Chase se había puesto pálido.
—¿Cómo vamos a evitarlo, señora Browning? —preguntó.
—Si no se pueden insertar chips GPS de inmediato, recurriremos a métodos más antiguos. Se usarán brazaletes de tobillo para seguir las actividades de los hombres afectados. Ahora mismo se están preparando otros planes. Evitaremos este nuevo brote de la enfermedad, senadores.
—¿Cuánto tiempo pasará hasta que podamos limpiar esos virus de nuestros cuerpos por completo? —preguntó el senador Percy.
—En eso la experta es la señora Lang —dijo Browning, y se volvió hacia ella con expresión de ingenuidad, de profesional a profesional—. ¿Kaye? ¿Algún progreso?
—Nuestra división está probando nuevos procedimientos —dijo Kaye—. Hasta ahora, hemos sido incapaces de eliminar los retrovirus antiguos, ERVs, de embriones de ratones y chimpancés y tener nacimientos normales. Eliminar la mayoría o todos los genes víricos antiguos, incluyendo SHEVA, produce grandes anormalidades cromosómicas tras la mitosis, fallos de implantación en el óvulo fertilizado, absorciones tempranas, y abortos. Igualmente, en Americol no hemos progresado en una vacuna efectiva. Queda mucho por aprender. Los virus…
—Ahí está —la interrumpió Browning, dirigiéndose de nuevo a los senadores—. Fracaso total. Debemos introducir remedios prácticos.
—Uno se pregunta, doctora Rafelson, si se debe confiar en usted para esta labor, dadas sus simpatías —dijo el senador Percy y se secó la frente.
—Eso está fuera de lugar, senador Percy —dijo Gianelli con severidad.
Browning intervino.
—Tenemos la esperanza de compartir todos los datos científicos con Americol y con este comité —dijo—. Sinceramente creemos que la señora Lang y sus colegas científicos deberían ser igualmente abiertos con nosotros, y quizás algo más diligentes.
Kaye cruzó las manos sobre la mesa.
Después de que se cerrase la sesión, Augustine bebía un vaso de agua en la sala de espera. Browning pasó enérgica a su lado.

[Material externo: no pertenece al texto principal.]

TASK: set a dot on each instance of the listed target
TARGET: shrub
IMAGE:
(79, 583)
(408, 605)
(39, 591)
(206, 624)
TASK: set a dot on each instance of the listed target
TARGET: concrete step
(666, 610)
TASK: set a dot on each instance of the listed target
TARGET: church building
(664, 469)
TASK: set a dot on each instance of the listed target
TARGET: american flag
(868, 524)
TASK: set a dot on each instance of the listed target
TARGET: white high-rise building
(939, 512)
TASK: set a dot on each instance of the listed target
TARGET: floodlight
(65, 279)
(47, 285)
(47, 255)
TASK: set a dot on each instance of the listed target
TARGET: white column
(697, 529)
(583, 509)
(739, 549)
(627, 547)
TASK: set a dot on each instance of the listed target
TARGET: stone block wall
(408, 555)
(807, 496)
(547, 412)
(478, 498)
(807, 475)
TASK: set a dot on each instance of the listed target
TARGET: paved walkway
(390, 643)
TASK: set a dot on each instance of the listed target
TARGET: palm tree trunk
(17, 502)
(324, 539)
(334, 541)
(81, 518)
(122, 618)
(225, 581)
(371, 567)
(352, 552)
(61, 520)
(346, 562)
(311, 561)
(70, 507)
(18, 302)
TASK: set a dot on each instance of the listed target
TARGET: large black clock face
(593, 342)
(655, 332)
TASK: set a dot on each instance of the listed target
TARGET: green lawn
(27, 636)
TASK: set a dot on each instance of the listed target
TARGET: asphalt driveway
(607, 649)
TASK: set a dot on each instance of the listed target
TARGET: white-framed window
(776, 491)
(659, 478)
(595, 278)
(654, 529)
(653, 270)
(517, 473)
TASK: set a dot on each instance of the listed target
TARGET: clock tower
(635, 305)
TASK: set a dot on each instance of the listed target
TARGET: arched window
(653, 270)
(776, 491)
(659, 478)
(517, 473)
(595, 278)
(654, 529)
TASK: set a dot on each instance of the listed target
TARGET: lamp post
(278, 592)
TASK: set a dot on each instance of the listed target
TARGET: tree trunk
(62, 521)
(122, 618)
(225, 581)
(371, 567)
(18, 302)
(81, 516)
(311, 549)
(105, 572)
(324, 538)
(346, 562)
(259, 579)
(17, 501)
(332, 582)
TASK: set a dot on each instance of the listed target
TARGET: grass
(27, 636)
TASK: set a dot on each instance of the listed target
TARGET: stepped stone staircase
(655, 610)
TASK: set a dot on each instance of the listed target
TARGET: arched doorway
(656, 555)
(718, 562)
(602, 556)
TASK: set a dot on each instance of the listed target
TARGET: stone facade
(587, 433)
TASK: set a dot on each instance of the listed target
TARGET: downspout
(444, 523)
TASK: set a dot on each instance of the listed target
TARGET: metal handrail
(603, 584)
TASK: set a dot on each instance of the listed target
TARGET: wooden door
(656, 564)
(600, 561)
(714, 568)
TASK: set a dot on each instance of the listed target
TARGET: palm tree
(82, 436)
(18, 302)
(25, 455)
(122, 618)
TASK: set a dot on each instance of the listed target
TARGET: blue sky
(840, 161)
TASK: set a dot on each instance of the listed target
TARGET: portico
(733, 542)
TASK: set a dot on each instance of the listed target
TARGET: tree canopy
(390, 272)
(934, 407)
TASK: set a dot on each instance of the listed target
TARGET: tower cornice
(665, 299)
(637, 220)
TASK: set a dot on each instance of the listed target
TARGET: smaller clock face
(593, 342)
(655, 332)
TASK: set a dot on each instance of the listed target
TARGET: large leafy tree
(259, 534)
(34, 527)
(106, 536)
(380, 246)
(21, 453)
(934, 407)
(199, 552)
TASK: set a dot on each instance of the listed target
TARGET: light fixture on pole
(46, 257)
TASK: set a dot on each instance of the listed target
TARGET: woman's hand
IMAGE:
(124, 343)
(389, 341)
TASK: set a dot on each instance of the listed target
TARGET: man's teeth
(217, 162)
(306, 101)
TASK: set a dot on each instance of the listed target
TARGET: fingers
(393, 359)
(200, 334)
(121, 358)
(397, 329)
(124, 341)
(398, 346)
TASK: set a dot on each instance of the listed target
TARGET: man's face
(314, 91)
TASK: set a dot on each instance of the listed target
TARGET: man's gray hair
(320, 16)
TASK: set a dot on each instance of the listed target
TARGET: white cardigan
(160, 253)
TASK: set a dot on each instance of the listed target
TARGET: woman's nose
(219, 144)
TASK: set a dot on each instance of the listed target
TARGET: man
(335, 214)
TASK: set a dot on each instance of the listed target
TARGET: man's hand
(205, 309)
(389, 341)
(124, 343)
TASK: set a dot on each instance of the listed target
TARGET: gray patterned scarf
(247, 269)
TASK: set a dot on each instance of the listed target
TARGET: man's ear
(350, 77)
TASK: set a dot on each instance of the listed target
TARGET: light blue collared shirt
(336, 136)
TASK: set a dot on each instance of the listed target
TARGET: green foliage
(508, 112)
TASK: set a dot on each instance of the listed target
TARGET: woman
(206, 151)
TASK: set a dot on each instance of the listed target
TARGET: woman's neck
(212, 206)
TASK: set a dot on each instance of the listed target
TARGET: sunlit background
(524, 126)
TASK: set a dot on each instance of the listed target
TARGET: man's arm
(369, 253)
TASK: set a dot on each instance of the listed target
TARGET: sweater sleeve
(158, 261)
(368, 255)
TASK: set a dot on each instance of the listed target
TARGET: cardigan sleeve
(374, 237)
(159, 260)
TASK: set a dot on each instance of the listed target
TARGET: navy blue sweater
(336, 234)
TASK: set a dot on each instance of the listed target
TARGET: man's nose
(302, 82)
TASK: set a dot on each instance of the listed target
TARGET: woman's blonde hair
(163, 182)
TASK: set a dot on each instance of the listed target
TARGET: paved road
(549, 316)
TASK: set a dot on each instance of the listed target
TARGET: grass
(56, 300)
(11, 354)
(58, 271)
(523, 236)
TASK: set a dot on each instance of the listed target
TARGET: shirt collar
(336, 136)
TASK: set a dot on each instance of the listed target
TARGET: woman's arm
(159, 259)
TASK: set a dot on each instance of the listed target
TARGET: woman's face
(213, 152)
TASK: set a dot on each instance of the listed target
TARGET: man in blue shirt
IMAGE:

—¿Tuviste algo que ver con esto, Mark? —preguntó en un susurro, sirviéndose un vaso de la jarra helada. Tres años atrás, Augustine había infravalorado el miedo y el odio del que eran capaces los americanos. Rachel Browning no había cometido ese error. Si la nueva directora de Acción de Emergencia arrastraba alguna cuerda, Augustine no podía verla.
Podrían pasar muchos años antes de que se ahorcase a sí misma.
—No —dijo Augustine—. ¿Por qué iba a hacerlo?
—Bien, la noticia se conocerá pronto.
Browning se alejó de la puerta de la sala de espera mientras Laura Bloch guiaba a Kaye, y se fue con su consejera. Bloch consiguió con rapidez una taza de café a Kaye. Augustine y Kaye se encontraban a menos de un paso de distancia. Kaye levantó la taza.
—Hola, Mark.
—Buenas tardes, Kaye. Lo hiciste muy bien.
—Lo dudo, pero gracias —dijo Kaye.
—Quería decirte que lo lamento —dijo Augustine.
—¿El qué? —preguntó Kaye. Claro, no sabía todo lo sucedido aquel día cuando Browning le había llamado y le había contado la posible adquisición de su familia.
—Lamento que hayas tenido que ser su señuelo —dijo.
—Estoy acostumbrada —dijo Kaye—. Es el precio que pago por estar tanto tiempo desconectada.
Augustine intentó una sonrisa de simpatía, pero su rostro rígido no produjo más que una mueca apacible.
—Te oigo —dijo.
—Al fin —dijo Kaye formal, y se volvió para unirse a Laura Bloch.
Augustine sintió el rechazo, pero sabía ser paciente. Sabía cómo trabajar en las sombras, en silencio y sin recibir crédito.
Hacía tiempo que había aprendido a emular a los humildes virus.